O desencanto da população com o sistema político pode levar a uma paradoxal e desastrosa manutenção da maioria dos atuais parlamentares brasileiros nas eleições deste ano. Enquanto o desânimo da sociedade aponta para o relaxamento da possibilidade de renovação qualitativa na Câmara, no Senado e nas assembleias legislativas, entre os políticos que correm o risco de serem presos ao ficarem sem mandato, a reeleição é uma questão de garantia de foro privilegiado para que continuem cometendo seus crimes impunemente.
O problema é tão grave e tão evidente, mas ao mesmo tempo tão complexo e de difícil solução, que precisa ser enfrentado com atitudes cidadãs simples, ousadas e capazes de surpreender a conhecida esperteza dos maus políticos, que manipulam as regras democráticas para se perpetuarem no poder, assegurando inclusive a descarada sucessão de filhos, netos, bisnetos, cônjuges e demais coproprietários do sistema oligarquizado que secularmente domina a política brasileira.
Uma alternativa de interferência nos rumos do país pela transformação política seria a criação de um amplo movimento em defesa da reeleição zero para o parlamento, com propósito claro e de fácil produção de convergência. Como o ponto de mutação na democracia é o parlamento, parece viável o engajamento pela depuração das casas legislativas, apoiado por uma agenda focada em princípios voltados ao bem comum, ao respeito à coisa pública, ao fim dos privilégios, à distribuição justa da riqueza produzida e à radicalização democrática.

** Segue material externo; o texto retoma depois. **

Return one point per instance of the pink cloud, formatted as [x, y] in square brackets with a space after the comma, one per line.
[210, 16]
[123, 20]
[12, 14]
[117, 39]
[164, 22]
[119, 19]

O acesso da cidadania à política só acontece quando o discurso vira ato. Se rejeitamos a conduta abjeta da grande maioria dos nossos representantes e o descontentamento com a degradação política a que chegamos é geral, cabe aos defensores das mais diversas bandeiras morais e ideológicas unirem-se para pôr fim à farsa instalada nos poderes da República, restabelecendo a legitimidade da representação e reconectando a sociedade com a política.
Eleger novos parlamentares não garante uma leva de políticos melhores, mas certamente não há de ser nada pior do que o quadro atual. A opção pela reeleição zero atinge alguns poucos políticos que honram a política e seus mandatos, embora tenham consciência de que atuam em uma dinâmica que os torna impotentes. Para estes, a grande prova de que realmente estão empenhados em mudar é declinar da reeleição.
É provável que até alguns dos políticos mais compromissados com grupos sociais específicos tenham dificuldade de ceder espaço ao surgimento de novas lideranças. Esse tipo de contrariedade perde o sentido quando se fala em abrir mão de renovar o mandato por algo que altere a ordem do sistema em favor da consciência coletiva e da emancipação social. Nestes casos, a proposta de reeleição zero para o parlamento poderia ser percebida como oportunidade de evolução.
A sociedade é formada por diferentes interesses. É praticamente impossível encontrar um arranjo político que receba a concordância de todos. Diante de uma crise política como a que aniquila o Brasil, é fundamental a combinação de valores e opiniões individuais para uma escolha coletiva. A reeleição zero é uma forma de a cidadania orgânica contornar barreiras acaudilhadas. Não há como mudar sem mudar.